Seymour Boardman, 1953, Untitled, Oil on canvas, 32 x 50 in

Seymour Boardman – Personal Geometries Part I

1940’s to 1960’s
March 23 – September 1, 2013

The Anita Shapolsky Gallery will present an exhibition of Seymour (Sy) Boardman:

“Personal Geometries”
Part I – 1940’s to 1960’s: March 23 – September 1, 2013
Part II – 1970’s to 2000’s: September 10  – November 2, 2013
All: Summer 2013 – A.S. Art Foundation

Seymour Boardman: “Personal Geometries” catalog is now available for order. Published 2013 by the Anita Shapolsky Gallery, “Personal Geometries” features a selection of Sy’s work throughout his life over 40 pages.
Price is $32 including S/H. Please call or email to order.

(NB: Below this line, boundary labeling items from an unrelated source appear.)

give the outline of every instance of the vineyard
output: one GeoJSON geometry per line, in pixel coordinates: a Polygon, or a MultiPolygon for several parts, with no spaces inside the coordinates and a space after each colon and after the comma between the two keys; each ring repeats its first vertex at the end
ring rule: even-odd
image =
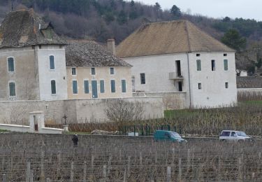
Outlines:
{"type": "MultiPolygon", "coordinates": [[[[184,136],[218,136],[223,130],[236,130],[261,137],[261,106],[262,102],[248,101],[229,108],[166,111],[164,118],[125,121],[121,126],[114,122],[91,122],[86,119],[79,120],[78,124],[69,124],[69,130],[84,132],[94,130],[120,131],[122,134],[135,130],[140,134],[152,135],[161,126],[169,125],[171,130],[184,136]]],[[[61,125],[50,126],[62,128],[61,125]]]]}
{"type": "Polygon", "coordinates": [[[3,181],[261,181],[262,141],[2,134],[3,181]]]}

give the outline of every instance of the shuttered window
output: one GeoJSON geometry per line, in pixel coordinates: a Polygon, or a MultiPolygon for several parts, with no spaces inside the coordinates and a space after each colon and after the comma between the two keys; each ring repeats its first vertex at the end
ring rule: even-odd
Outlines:
{"type": "Polygon", "coordinates": [[[15,83],[14,82],[9,83],[9,96],[15,97],[15,83]]]}
{"type": "Polygon", "coordinates": [[[100,93],[105,92],[105,81],[100,80],[100,93]]]}
{"type": "Polygon", "coordinates": [[[14,72],[15,71],[14,59],[13,57],[9,57],[8,59],[8,72],[14,72]]]}
{"type": "Polygon", "coordinates": [[[78,94],[78,81],[73,80],[73,93],[78,94]]]}
{"type": "Polygon", "coordinates": [[[115,80],[111,80],[111,92],[115,93],[115,80]]]}
{"type": "Polygon", "coordinates": [[[54,69],[54,57],[53,55],[49,57],[49,64],[50,66],[50,69],[54,69]]]}
{"type": "Polygon", "coordinates": [[[126,92],[126,80],[121,80],[122,92],[126,92]]]}
{"type": "Polygon", "coordinates": [[[85,90],[85,94],[89,93],[89,83],[88,80],[84,80],[84,90],[85,90]]]}
{"type": "Polygon", "coordinates": [[[224,70],[228,70],[228,59],[224,59],[224,70]]]}
{"type": "Polygon", "coordinates": [[[196,60],[196,70],[201,71],[201,59],[196,60]]]}
{"type": "Polygon", "coordinates": [[[57,93],[57,88],[55,86],[55,80],[51,80],[51,93],[55,94],[57,93]]]}

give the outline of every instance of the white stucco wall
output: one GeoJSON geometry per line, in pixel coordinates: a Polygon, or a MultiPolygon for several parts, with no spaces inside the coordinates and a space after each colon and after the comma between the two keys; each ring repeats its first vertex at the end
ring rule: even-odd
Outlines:
{"type": "Polygon", "coordinates": [[[131,74],[135,76],[136,92],[178,91],[177,80],[170,80],[169,73],[177,74],[175,61],[180,60],[186,107],[226,106],[237,102],[234,52],[191,52],[124,59],[133,65],[131,74]],[[197,57],[196,54],[200,54],[200,56],[197,57]],[[196,59],[201,60],[201,71],[196,69],[196,59]],[[215,60],[215,71],[213,71],[211,69],[212,59],[215,60]],[[227,71],[224,70],[224,59],[228,59],[227,71]],[[144,85],[140,83],[140,74],[142,73],[145,74],[144,85]],[[228,83],[228,88],[225,88],[226,82],[228,83]],[[201,83],[201,90],[198,90],[198,83],[201,83]]]}
{"type": "Polygon", "coordinates": [[[123,58],[131,64],[131,75],[135,76],[136,92],[157,92],[178,91],[177,80],[170,80],[169,73],[177,74],[175,61],[180,60],[183,76],[182,91],[186,92],[185,106],[189,106],[188,59],[187,54],[172,54],[123,58]],[[140,74],[145,74],[145,84],[140,83],[140,74]]]}
{"type": "Polygon", "coordinates": [[[191,106],[194,107],[219,107],[236,104],[237,88],[234,52],[197,52],[189,54],[189,72],[191,106]],[[224,54],[226,56],[224,56],[224,54]],[[201,60],[201,71],[197,71],[196,59],[201,60]],[[215,60],[212,71],[211,60],[215,60]],[[224,59],[228,59],[227,71],[224,59]],[[226,88],[225,83],[228,83],[226,88]],[[198,83],[201,89],[198,89],[198,83]]]}
{"type": "Polygon", "coordinates": [[[40,99],[60,100],[67,99],[67,81],[65,49],[59,46],[38,46],[40,99]],[[54,57],[54,70],[50,69],[49,57],[54,57]],[[51,80],[56,82],[55,94],[51,93],[51,80]]]}

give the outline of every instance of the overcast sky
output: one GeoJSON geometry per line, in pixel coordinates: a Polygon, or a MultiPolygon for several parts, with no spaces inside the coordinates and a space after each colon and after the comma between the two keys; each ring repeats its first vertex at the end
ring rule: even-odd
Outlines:
{"type": "Polygon", "coordinates": [[[134,0],[145,4],[158,2],[162,9],[170,9],[176,5],[182,12],[201,14],[211,18],[255,19],[262,20],[261,0],[134,0]],[[189,11],[189,10],[190,10],[189,11]]]}

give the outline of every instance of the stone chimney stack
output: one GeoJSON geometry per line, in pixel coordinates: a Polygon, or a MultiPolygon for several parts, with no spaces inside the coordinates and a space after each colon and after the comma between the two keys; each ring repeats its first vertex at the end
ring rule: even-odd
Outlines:
{"type": "Polygon", "coordinates": [[[115,55],[115,39],[108,39],[108,50],[113,55],[115,55]]]}

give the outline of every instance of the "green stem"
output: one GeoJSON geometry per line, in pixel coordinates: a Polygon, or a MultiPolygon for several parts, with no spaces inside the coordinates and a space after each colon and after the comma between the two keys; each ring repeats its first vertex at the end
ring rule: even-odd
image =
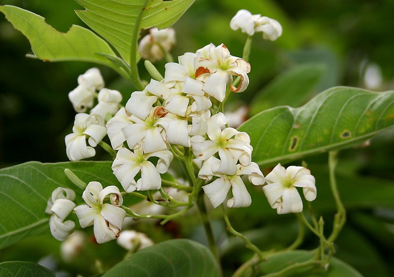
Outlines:
{"type": "Polygon", "coordinates": [[[202,226],[204,227],[204,230],[205,231],[208,243],[209,245],[209,249],[211,250],[211,252],[212,252],[214,257],[216,259],[218,265],[220,266],[220,260],[218,254],[218,249],[216,247],[216,242],[215,241],[215,237],[213,235],[212,226],[211,226],[211,222],[208,217],[208,212],[206,210],[205,204],[204,202],[203,194],[199,193],[198,195],[198,197],[197,198],[197,207],[201,217],[201,220],[202,221],[202,226]]]}
{"type": "Polygon", "coordinates": [[[131,36],[131,45],[130,49],[130,78],[132,81],[133,84],[137,89],[140,90],[144,89],[144,86],[139,79],[138,69],[137,67],[137,39],[139,33],[139,25],[142,18],[142,14],[144,13],[149,1],[149,0],[145,0],[139,13],[137,15],[131,36]]]}
{"type": "Polygon", "coordinates": [[[335,175],[335,167],[338,163],[337,154],[337,151],[330,151],[328,153],[330,187],[337,209],[337,212],[334,217],[332,232],[328,240],[328,242],[329,243],[334,242],[346,221],[346,211],[339,197],[339,193],[338,191],[335,175]]]}
{"type": "Polygon", "coordinates": [[[220,207],[222,208],[222,212],[223,214],[223,217],[225,219],[226,224],[227,225],[227,230],[229,230],[229,231],[234,236],[240,238],[244,242],[245,242],[245,243],[246,243],[246,246],[255,251],[255,252],[259,256],[259,258],[261,261],[263,260],[264,259],[264,256],[263,252],[260,251],[260,249],[259,249],[257,246],[252,243],[252,242],[251,242],[249,239],[246,238],[240,233],[237,232],[233,228],[232,228],[232,226],[230,223],[230,221],[229,219],[229,217],[227,216],[227,213],[226,212],[226,209],[225,209],[224,206],[222,205],[220,206],[220,207]]]}
{"type": "Polygon", "coordinates": [[[112,147],[111,147],[109,144],[101,140],[98,142],[98,145],[100,145],[102,149],[109,153],[112,158],[115,158],[116,157],[116,151],[113,149],[112,147]]]}
{"type": "Polygon", "coordinates": [[[271,273],[270,274],[267,274],[266,275],[263,275],[261,276],[261,277],[279,277],[281,276],[283,276],[284,274],[289,271],[291,271],[293,270],[301,268],[303,267],[306,267],[308,266],[311,266],[313,265],[315,265],[318,262],[315,261],[314,260],[310,260],[309,261],[306,261],[306,262],[303,262],[302,263],[296,263],[293,264],[292,265],[289,266],[286,268],[284,268],[281,271],[278,271],[277,272],[275,272],[274,273],[271,273]]]}
{"type": "Polygon", "coordinates": [[[296,238],[296,240],[294,241],[294,242],[292,243],[290,246],[286,249],[286,250],[291,250],[296,249],[297,247],[298,247],[301,243],[302,243],[305,237],[305,226],[303,224],[303,222],[300,217],[298,216],[298,214],[296,214],[297,215],[297,219],[298,220],[298,234],[297,235],[297,237],[296,238]]]}
{"type": "Polygon", "coordinates": [[[248,35],[246,38],[246,41],[245,42],[245,46],[243,47],[243,52],[242,52],[242,59],[247,62],[249,59],[249,54],[250,54],[250,47],[252,45],[252,36],[248,35]]]}

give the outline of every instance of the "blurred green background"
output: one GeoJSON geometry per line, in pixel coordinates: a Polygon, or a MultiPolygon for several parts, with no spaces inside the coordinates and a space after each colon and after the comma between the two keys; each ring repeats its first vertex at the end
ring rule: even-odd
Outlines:
{"type": "MultiPolygon", "coordinates": [[[[66,32],[73,24],[85,26],[73,12],[81,7],[72,0],[0,0],[0,4],[16,5],[42,15],[62,32],[66,32]]],[[[229,110],[262,97],[264,104],[252,106],[250,115],[278,104],[297,106],[316,93],[337,85],[377,91],[394,88],[392,0],[196,0],[174,26],[177,43],[173,56],[195,52],[210,42],[224,43],[231,54],[242,56],[245,35],[229,27],[231,17],[241,8],[276,19],[283,34],[274,42],[263,39],[260,34],[254,37],[249,87],[244,93],[231,96],[227,104],[229,110]],[[278,78],[294,75],[295,72],[309,74],[307,89],[297,88],[296,79],[288,79],[288,87],[285,88],[300,90],[300,96],[293,94],[280,99],[281,91],[277,90],[283,88],[283,79],[278,78]]],[[[84,63],[44,63],[25,57],[30,53],[27,39],[0,14],[0,168],[31,160],[67,160],[64,137],[71,132],[75,115],[67,94],[76,87],[78,75],[92,66],[84,63]]],[[[164,62],[156,66],[164,72],[164,62]]],[[[133,91],[132,86],[112,69],[98,67],[106,87],[120,90],[125,103],[133,91]]],[[[140,68],[143,78],[148,80],[142,67],[140,68]]],[[[369,147],[341,152],[338,167],[338,183],[349,219],[337,242],[336,256],[371,277],[392,276],[394,272],[392,131],[372,139],[369,147]],[[359,189],[361,187],[363,190],[359,189]]],[[[107,157],[99,149],[95,159],[107,157]]],[[[322,154],[306,161],[315,174],[319,191],[312,205],[329,226],[334,206],[327,188],[327,154],[322,154]]],[[[233,211],[235,227],[249,230],[251,238],[265,248],[291,243],[296,232],[295,218],[277,216],[268,208],[261,192],[249,188],[253,203],[249,208],[233,211]]],[[[181,235],[203,242],[197,221],[190,223],[193,220],[174,223],[176,232],[158,227],[151,235],[161,240],[181,235]],[[193,227],[183,230],[184,223],[193,227]]],[[[224,232],[223,222],[217,223],[214,226],[220,236],[224,232]]],[[[308,239],[303,247],[310,249],[317,245],[312,236],[308,239]]],[[[25,242],[16,249],[29,245],[25,242]]],[[[233,242],[222,249],[229,272],[250,254],[239,242],[233,242]]],[[[31,258],[34,260],[50,251],[44,248],[31,258]]],[[[14,252],[4,253],[0,259],[10,259],[14,252]]]]}

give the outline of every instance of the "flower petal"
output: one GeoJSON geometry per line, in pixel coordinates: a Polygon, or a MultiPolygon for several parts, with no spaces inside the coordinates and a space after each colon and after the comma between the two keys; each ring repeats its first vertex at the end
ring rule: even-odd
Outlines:
{"type": "Polygon", "coordinates": [[[247,207],[252,204],[252,198],[239,176],[233,176],[230,179],[232,187],[232,198],[227,201],[229,208],[247,207]]]}
{"type": "Polygon", "coordinates": [[[230,186],[230,181],[223,176],[216,179],[212,183],[203,186],[202,189],[213,208],[216,208],[225,201],[230,186]]]}

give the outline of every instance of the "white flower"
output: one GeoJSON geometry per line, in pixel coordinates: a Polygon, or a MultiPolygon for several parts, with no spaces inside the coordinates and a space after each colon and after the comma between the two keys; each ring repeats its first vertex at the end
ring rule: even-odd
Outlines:
{"type": "Polygon", "coordinates": [[[86,240],[85,233],[76,231],[60,245],[60,254],[65,262],[69,263],[76,258],[83,248],[86,240]]]}
{"type": "Polygon", "coordinates": [[[246,133],[231,128],[222,131],[226,123],[224,115],[217,113],[207,120],[207,135],[210,140],[205,140],[200,136],[195,136],[191,140],[193,154],[197,159],[205,161],[219,152],[220,161],[212,166],[215,168],[213,171],[232,175],[236,172],[238,160],[244,166],[250,163],[253,148],[246,133]]]}
{"type": "Polygon", "coordinates": [[[72,132],[72,134],[66,136],[65,139],[67,157],[70,161],[79,161],[94,156],[96,151],[93,147],[97,145],[107,133],[101,117],[86,113],[75,115],[72,132]],[[90,146],[86,145],[87,138],[90,146]]]}
{"type": "Polygon", "coordinates": [[[143,233],[132,230],[127,230],[121,232],[116,242],[126,250],[131,250],[137,247],[136,250],[147,247],[154,244],[153,241],[143,233]]]}
{"type": "Polygon", "coordinates": [[[304,167],[292,166],[285,169],[278,164],[265,179],[268,184],[263,190],[271,207],[279,214],[302,211],[302,201],[296,187],[302,188],[307,201],[316,198],[315,177],[304,167]]]}
{"type": "Polygon", "coordinates": [[[255,33],[255,25],[260,15],[252,15],[248,10],[240,10],[230,21],[230,28],[233,30],[240,29],[243,33],[253,35],[255,33]]]}
{"type": "Polygon", "coordinates": [[[98,104],[90,111],[90,113],[98,114],[103,119],[109,112],[115,114],[119,109],[119,104],[122,101],[122,95],[117,90],[101,89],[98,92],[98,104]]]}
{"type": "Polygon", "coordinates": [[[270,40],[275,40],[282,35],[282,26],[278,21],[260,14],[252,15],[246,10],[238,11],[230,22],[230,28],[233,30],[240,29],[249,35],[261,32],[263,37],[270,40]]]}
{"type": "Polygon", "coordinates": [[[93,106],[94,91],[85,84],[79,85],[68,93],[74,109],[77,112],[84,112],[93,106]]]}
{"type": "Polygon", "coordinates": [[[144,154],[142,149],[136,148],[131,152],[121,148],[112,163],[114,174],[126,192],[137,190],[159,189],[162,186],[160,173],[167,172],[173,158],[168,150],[144,154]],[[151,157],[159,158],[155,167],[148,159],[151,157]],[[141,172],[141,178],[136,182],[134,177],[141,172]]]}
{"type": "Polygon", "coordinates": [[[169,51],[175,43],[175,33],[172,28],[152,28],[149,34],[141,39],[138,50],[142,58],[154,62],[162,60],[164,55],[163,50],[169,51]]]}
{"type": "Polygon", "coordinates": [[[78,84],[84,85],[93,91],[99,90],[104,87],[104,80],[98,69],[93,68],[78,77],[78,84]]]}
{"type": "Polygon", "coordinates": [[[250,205],[252,199],[240,176],[249,175],[249,181],[255,185],[262,185],[265,182],[264,176],[255,163],[251,163],[247,166],[237,165],[235,174],[232,175],[218,174],[212,172],[213,165],[219,160],[211,157],[204,162],[198,173],[198,176],[210,180],[213,175],[220,176],[212,182],[203,186],[202,189],[214,208],[223,203],[227,196],[230,187],[232,188],[232,198],[228,200],[229,208],[246,207],[250,205]]]}
{"type": "MultiPolygon", "coordinates": [[[[127,105],[126,108],[129,110],[127,105]]],[[[129,118],[134,123],[122,129],[129,147],[134,149],[142,146],[144,153],[166,149],[165,135],[163,134],[164,129],[159,124],[161,118],[166,112],[164,108],[158,106],[152,108],[144,120],[131,115],[129,118]]]]}
{"type": "Polygon", "coordinates": [[[200,75],[206,77],[202,90],[220,102],[226,96],[228,85],[231,83],[232,76],[240,76],[241,80],[237,87],[231,85],[234,92],[242,92],[246,89],[249,79],[248,73],[250,65],[245,60],[230,55],[227,47],[223,43],[210,51],[208,58],[200,57],[196,60],[196,77],[200,75]]]}
{"type": "Polygon", "coordinates": [[[75,207],[72,202],[75,198],[74,191],[59,187],[53,191],[48,200],[45,212],[52,215],[49,219],[51,233],[59,241],[64,240],[74,230],[74,222],[64,220],[75,207]]]}
{"type": "Polygon", "coordinates": [[[256,32],[262,32],[263,37],[265,39],[275,40],[282,35],[282,26],[275,19],[263,16],[257,21],[255,28],[256,32]]]}
{"type": "Polygon", "coordinates": [[[90,182],[83,192],[82,198],[88,205],[74,209],[81,227],[93,225],[96,241],[99,243],[114,240],[119,236],[126,211],[119,206],[123,203],[119,189],[115,186],[102,188],[98,182],[90,182]],[[110,204],[104,200],[109,196],[110,204]]]}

Seymour (Sy) Boardman’s (1921-2005) paintings were shaped by his responses to the major currents of twentieth century abstraction and the aesthetic turmoil of successive art movements of his time. Throughout his work, we observe a particular dynamic in his exploration of the potential vastness and all-inclusiveness of abstraction and his search for systematic and personal formal strategies to create definition and meaning. He established the primacy of his works’ defining visual structure, often relying on sharply articulated geometric principles and shapes, even as he affirmed the personal presence of the artist through subtle and nuanced means. Each series of works he created, indeed each work within these series, engages us in the efforts of an inquisitive visual intelligence exploring the balance between the immanence of absolute being and the artist’s personal act of bringing impersonal realities into view. The results are paintings with distinctive, frequently dramatic impact which suggest a sense of mystery and emotion, a personal statement which is often evocative rather than declarative.

Boardman majored in art at New York’s City College, but his plans were disrupted by World War II, from which he emerged without use of one arm and hand. He returned to painting, choosing to study in Paris from 1946 to 1949 at the École des Beaux Arts, the Académie de la Grand Chaumière, and the Atelier Fernand Leger. This sojourn was followed by a year in New York at the Art Students League and another year in Paris (1950), where he had his first solo exhibition at the Galérie Mai in 1951. When he returned to New York, Sy was inducted into the Martha Jackson Gallery, and remained with her until her death.

Sy worked over the years with patience and maturity, and did all the right things, and more. Sy and his good friends Sam Francis, Robert Ryman, Shirley Jaffe, and Richards Ruben, counteracted with each other as they experienced crises of confidence. Each artist took something from the other in their language of art.

Seymour Boardman – Personal Geometries Part II

1970′s-2000′s
September 10 – November 2, 2013

 

New York City – For over 60 years, Seymour Boardman had created an oeuvre unparalleled in Contemporary Art – from colorful and vivid large-scale Abstract Expressionist paintings to minimalist and uncluttered-styled paintings.

Seymour (Sy) Boardman “Personal Geometries” Part II  will feature a comprehensive body of work spanning the 1970s’ to the 2000′s. Following part I bringing together Abstract Expressionist pieces created by the artist between the 1940′s and the 1960′s, this second part focuses more on Boardman’s evolution toward a more Minimalist style. In this work, pastel colors are progressively used over bright colors while uncluttered and square-shaped lines progressively prevail over mosaic-like paintings of the 1960′s. More than ever during the second period of his artistic career, Boardman’s work aims to define visual structure, often replying on sharply articulated geometric principles and shapes.

“I consider Sy the most intellectual of all the artists that I have ever exhibited” says gallery owner Anita Shapolsky, “His painting resonates like jazz, ever evolving, the transcendence of improvisation is content. He liked jagged, architectural phrases, and beginning a line without knowing where it would end”. This “geometric colorist” and “abstract illusionist” as he was called, contributed to the psychology of perception with the use of only one hand (the other was disabled by the war). His work has inspired many young artists by its complexities, use of oil pastels, colors and division of space.

Boardman counteracted with many artists and good friends of him such as Sam Francis, Robert Ryman, and Mark Rothko, as they all experienced crises of confidence. His work is included in many major public collections such as the Brooklyn Museum, Solomon R. Guggenheim Museum, Whitney Museum of American Art, Walker Art Center in Minneapolis, Newark Museum, Santa Barbara Museum of Art, Norton Gallery in Palm Beach, Museo Rufino Tamayo in Mexico and many other collections.